Les faux types Paix de 1937 :
de Barcelone, de Sissonne, de Nyons ou de Saint-Ouen ?

          Au début du mois d'avril 1937, le rapport d'un commissaire de la police mobile de Montpellier (A. N., cote F7 14702, Intérieur, Sûreté Nationale) fait état d'une affaire de vente suspecte de timbres-poste. Un représentant de commerce du nom de Lucien Moulin aurait proposé, à prix coûtant, plusieurs milliers de timbres en feuilles à cinquante centimes à l'un de ses clients nîmois. Ce dernier, ayant acheté quelques feuilles par complaisance, s'est empressé d'avertir la police après le départ du commercial. Le policier envisage que les timbres-poste aient pu avoir été volés, Lucien Moulin ayant un train de vie peu en rapport avec ses ressources supposées.

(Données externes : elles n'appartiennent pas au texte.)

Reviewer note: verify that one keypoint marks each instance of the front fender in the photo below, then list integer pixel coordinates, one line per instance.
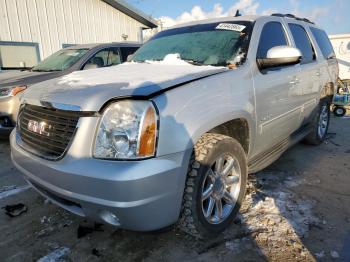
(189, 111)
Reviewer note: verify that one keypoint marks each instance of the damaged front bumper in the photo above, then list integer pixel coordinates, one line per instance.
(137, 195)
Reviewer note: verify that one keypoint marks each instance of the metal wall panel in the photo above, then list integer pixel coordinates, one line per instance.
(51, 23)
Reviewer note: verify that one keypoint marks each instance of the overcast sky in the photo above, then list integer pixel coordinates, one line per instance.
(332, 15)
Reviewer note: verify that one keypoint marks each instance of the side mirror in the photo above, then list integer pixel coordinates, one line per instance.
(280, 56)
(129, 58)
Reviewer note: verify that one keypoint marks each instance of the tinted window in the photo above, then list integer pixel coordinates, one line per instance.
(126, 51)
(272, 35)
(302, 42)
(103, 58)
(322, 41)
(60, 60)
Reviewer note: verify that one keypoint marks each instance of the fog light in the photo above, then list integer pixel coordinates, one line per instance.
(109, 218)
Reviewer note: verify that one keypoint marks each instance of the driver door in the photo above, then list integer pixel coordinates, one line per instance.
(278, 91)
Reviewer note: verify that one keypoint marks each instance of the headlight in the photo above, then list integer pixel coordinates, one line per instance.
(128, 130)
(11, 91)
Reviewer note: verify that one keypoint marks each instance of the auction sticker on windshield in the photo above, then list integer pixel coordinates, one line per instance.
(231, 27)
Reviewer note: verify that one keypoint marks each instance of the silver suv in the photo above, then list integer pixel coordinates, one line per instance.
(173, 134)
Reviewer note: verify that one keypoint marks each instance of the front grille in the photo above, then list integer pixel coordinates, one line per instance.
(52, 141)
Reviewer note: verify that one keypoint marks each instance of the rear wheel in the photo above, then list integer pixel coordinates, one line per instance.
(215, 185)
(320, 124)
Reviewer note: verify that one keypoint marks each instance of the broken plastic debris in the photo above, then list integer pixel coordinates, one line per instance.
(15, 210)
(85, 230)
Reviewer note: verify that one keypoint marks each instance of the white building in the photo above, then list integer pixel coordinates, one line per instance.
(341, 45)
(31, 30)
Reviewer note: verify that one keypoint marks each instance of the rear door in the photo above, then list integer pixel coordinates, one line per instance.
(277, 92)
(327, 59)
(309, 75)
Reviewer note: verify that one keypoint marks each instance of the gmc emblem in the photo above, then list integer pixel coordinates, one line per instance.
(41, 128)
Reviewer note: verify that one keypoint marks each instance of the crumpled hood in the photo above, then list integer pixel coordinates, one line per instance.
(15, 78)
(91, 89)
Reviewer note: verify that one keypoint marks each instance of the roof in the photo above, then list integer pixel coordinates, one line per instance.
(133, 12)
(339, 36)
(114, 44)
(251, 18)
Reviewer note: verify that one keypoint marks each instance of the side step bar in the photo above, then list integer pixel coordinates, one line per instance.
(268, 157)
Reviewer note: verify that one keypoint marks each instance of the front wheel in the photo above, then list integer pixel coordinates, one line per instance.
(320, 124)
(339, 111)
(215, 185)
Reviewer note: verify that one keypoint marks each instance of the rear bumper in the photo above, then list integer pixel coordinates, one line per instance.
(137, 195)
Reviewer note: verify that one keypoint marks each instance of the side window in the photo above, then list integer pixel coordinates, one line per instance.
(302, 41)
(98, 60)
(272, 35)
(126, 51)
(103, 58)
(114, 57)
(323, 42)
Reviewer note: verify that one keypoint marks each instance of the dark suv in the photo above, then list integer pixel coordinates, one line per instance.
(63, 62)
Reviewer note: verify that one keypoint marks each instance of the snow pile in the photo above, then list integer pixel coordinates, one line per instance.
(274, 216)
(171, 59)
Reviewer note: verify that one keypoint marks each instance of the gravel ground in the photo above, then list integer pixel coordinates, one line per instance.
(298, 209)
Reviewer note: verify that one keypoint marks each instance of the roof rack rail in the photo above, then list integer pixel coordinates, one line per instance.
(293, 17)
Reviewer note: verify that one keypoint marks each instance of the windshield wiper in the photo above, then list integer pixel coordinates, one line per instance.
(194, 62)
(41, 70)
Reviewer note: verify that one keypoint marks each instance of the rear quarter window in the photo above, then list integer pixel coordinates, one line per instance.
(303, 43)
(323, 42)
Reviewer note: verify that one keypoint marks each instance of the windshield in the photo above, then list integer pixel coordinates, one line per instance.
(60, 60)
(217, 44)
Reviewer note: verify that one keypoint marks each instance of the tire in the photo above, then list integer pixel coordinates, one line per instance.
(202, 176)
(320, 124)
(339, 111)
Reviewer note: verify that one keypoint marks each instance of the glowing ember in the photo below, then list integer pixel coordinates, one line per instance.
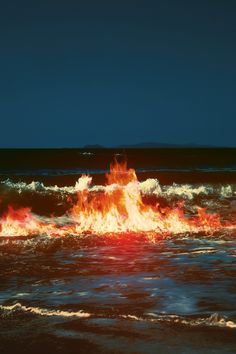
(116, 208)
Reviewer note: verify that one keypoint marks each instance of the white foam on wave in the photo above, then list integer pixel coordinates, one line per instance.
(44, 312)
(213, 320)
(150, 186)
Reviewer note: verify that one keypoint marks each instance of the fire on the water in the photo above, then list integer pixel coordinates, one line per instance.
(117, 208)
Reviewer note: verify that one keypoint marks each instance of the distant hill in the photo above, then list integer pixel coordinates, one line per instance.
(148, 145)
(161, 145)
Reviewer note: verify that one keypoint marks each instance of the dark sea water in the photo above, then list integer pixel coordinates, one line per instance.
(122, 293)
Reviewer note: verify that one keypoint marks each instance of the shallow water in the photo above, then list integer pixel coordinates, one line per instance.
(119, 293)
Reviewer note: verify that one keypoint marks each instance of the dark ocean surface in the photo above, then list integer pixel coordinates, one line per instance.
(125, 292)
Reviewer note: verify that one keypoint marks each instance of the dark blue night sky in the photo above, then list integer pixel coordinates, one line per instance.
(117, 72)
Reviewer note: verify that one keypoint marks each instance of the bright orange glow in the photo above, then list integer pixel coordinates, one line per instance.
(117, 208)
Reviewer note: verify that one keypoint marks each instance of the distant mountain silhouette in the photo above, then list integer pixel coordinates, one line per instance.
(149, 145)
(95, 146)
(161, 145)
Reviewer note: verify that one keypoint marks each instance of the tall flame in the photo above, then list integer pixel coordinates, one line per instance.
(117, 208)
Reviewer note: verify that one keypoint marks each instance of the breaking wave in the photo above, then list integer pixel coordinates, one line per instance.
(150, 186)
(214, 320)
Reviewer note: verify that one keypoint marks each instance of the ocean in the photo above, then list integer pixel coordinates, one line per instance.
(118, 250)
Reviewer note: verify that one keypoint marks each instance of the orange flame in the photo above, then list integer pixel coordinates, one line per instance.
(117, 208)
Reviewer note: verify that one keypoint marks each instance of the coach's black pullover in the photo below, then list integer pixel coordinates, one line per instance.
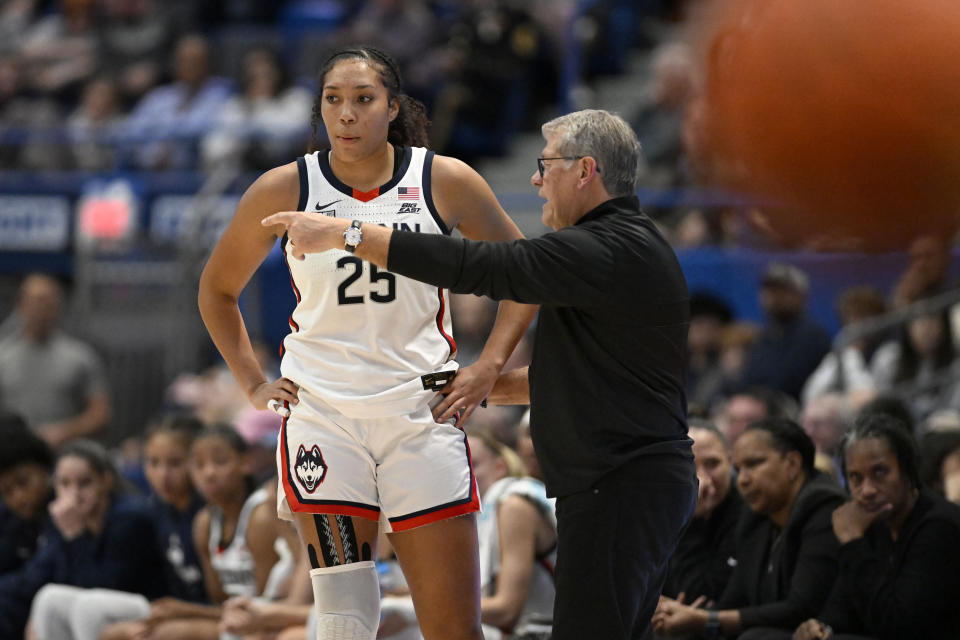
(606, 379)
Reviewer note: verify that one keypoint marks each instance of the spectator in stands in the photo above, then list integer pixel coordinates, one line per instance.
(892, 406)
(659, 122)
(135, 39)
(791, 345)
(736, 339)
(407, 29)
(920, 365)
(495, 49)
(709, 315)
(28, 122)
(826, 419)
(706, 555)
(265, 124)
(26, 463)
(166, 125)
(96, 539)
(928, 272)
(786, 550)
(853, 376)
(59, 51)
(898, 546)
(93, 126)
(63, 612)
(940, 458)
(747, 405)
(15, 18)
(54, 381)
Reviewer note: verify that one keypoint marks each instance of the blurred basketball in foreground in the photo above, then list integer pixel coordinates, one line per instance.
(845, 113)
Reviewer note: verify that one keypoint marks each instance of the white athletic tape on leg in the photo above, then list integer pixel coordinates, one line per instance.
(347, 599)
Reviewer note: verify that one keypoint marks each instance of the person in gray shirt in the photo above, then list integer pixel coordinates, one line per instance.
(54, 381)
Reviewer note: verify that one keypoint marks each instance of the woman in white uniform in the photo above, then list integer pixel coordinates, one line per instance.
(367, 353)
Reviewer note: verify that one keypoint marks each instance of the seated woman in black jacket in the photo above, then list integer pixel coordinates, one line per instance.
(786, 552)
(899, 556)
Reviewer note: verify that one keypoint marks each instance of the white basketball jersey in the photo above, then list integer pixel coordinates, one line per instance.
(361, 337)
(234, 563)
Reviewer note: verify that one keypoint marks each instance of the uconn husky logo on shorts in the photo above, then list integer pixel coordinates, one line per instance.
(310, 468)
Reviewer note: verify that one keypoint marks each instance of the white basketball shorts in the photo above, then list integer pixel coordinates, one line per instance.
(407, 471)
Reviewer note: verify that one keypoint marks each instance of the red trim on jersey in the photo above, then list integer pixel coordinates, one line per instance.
(443, 307)
(293, 501)
(366, 196)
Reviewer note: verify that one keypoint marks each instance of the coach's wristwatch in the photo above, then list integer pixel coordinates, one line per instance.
(352, 236)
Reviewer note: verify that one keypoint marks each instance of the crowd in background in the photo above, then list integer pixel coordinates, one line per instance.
(101, 85)
(96, 85)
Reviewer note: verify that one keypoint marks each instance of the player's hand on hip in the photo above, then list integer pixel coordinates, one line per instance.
(273, 395)
(309, 232)
(465, 392)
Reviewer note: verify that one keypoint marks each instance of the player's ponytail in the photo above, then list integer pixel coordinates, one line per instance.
(409, 128)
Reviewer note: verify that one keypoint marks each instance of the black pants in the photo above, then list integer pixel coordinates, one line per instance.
(614, 543)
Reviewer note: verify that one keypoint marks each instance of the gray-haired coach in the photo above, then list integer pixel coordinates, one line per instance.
(607, 407)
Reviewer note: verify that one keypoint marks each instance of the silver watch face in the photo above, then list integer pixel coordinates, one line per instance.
(352, 236)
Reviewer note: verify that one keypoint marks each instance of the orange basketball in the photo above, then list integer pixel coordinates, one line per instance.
(844, 115)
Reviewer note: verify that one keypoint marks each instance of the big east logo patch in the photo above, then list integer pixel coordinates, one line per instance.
(310, 467)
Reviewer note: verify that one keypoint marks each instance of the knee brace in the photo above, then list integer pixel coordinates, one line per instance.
(347, 599)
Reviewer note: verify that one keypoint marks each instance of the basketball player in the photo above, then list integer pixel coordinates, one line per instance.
(367, 352)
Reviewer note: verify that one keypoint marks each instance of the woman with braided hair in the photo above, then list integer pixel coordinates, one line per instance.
(367, 438)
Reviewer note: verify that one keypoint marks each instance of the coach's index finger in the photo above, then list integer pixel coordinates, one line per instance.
(283, 217)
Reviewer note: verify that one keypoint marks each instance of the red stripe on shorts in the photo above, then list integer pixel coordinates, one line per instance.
(440, 514)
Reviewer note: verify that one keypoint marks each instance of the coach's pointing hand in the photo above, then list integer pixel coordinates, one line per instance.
(308, 232)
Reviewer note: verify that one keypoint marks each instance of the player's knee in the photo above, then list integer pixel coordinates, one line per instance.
(347, 599)
(50, 610)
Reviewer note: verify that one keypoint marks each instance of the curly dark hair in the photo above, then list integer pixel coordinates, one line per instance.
(409, 128)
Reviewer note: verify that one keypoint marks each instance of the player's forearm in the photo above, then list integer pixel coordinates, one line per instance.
(512, 387)
(221, 315)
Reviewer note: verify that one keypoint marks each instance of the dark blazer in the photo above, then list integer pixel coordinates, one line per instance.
(783, 577)
(905, 588)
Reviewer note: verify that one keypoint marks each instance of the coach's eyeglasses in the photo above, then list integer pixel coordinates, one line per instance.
(540, 162)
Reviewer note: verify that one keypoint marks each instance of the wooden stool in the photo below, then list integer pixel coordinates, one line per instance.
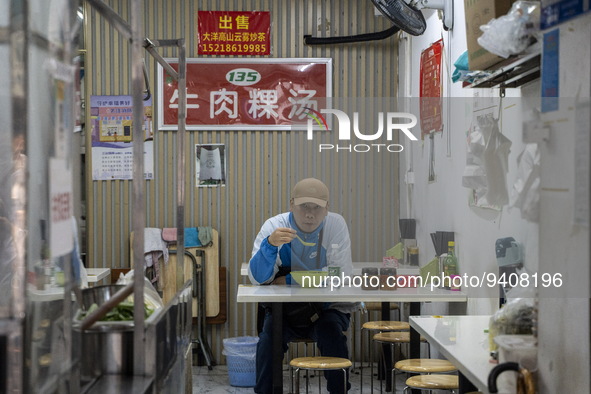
(319, 364)
(432, 382)
(393, 338)
(291, 354)
(378, 325)
(424, 365)
(369, 307)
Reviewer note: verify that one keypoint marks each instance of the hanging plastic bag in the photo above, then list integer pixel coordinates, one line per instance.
(487, 162)
(496, 155)
(525, 194)
(151, 297)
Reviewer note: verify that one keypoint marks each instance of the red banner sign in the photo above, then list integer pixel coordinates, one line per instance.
(430, 89)
(250, 94)
(233, 33)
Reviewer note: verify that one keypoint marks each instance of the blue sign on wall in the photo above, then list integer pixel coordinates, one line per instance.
(558, 11)
(550, 71)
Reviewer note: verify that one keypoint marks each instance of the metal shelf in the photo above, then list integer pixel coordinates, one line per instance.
(512, 73)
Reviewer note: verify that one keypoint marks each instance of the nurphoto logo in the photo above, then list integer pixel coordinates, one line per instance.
(387, 121)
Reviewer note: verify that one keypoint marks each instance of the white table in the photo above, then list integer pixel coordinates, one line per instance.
(276, 295)
(357, 267)
(97, 274)
(470, 350)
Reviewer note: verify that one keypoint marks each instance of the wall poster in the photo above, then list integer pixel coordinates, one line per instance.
(430, 90)
(245, 93)
(112, 133)
(233, 33)
(210, 165)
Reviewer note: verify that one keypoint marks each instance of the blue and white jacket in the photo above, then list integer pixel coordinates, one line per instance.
(301, 253)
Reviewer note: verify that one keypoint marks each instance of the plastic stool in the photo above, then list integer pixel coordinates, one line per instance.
(319, 364)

          Une note de la direction de l'Exploitation postale, adressée aux directeurs le 2 juillet 1937, fait la description de timbres-postes contrefaits au type Paix de Laurens à cinquante centimes (tarif de la lettre ordinaire) La teinte serait plus pâle que celle des vignettes authentiques, et l'impression grossière. Figurent aussi des détails portant sur la branche de laurier, la signature, la légende inférieure ou les ombres du cou que l'on retrouvera dans des descriptions ultérieures. La note réclame une surveillance accrue des correspondances dans les bureaux, en particulier sur les correspondances déposées en nombre. Le lendemain, le quotidien Le Journal (anticommuniste, profasciste) présente en première page la copie d'un timbre-poste au type "Paix-France" (sic), dont l'imitation est si parfaite qu'il faut être spécialiste pour distinguer le faux du vrai, selon l'auteur de l'article. Le journaliste fait cependant état de certaines différences de gravure, de colle et de papier. Ce dernier paraît identique à celui des émissions de la République espagnole (alors aux prises avec le soulèvement franquiste), ce qui pourrait ne pas être qu'une simple coïncidence. De là à supposer que les faux Paix ont été fabriqués à Barcelone, il n'y a qu'un pas, allègrement franchi par Le Journal. L'Action française (nationaliste, royaliste) s'empare de l'idée le lendemain, et affirme qu'une enquête approfondie révêlerait une corrélation étroite entre cette fraude, assurément destinée à soutenir les républicains espagnols sur le dos du contribuable français, et les opérations des groupements rouges dans le Midi de la France.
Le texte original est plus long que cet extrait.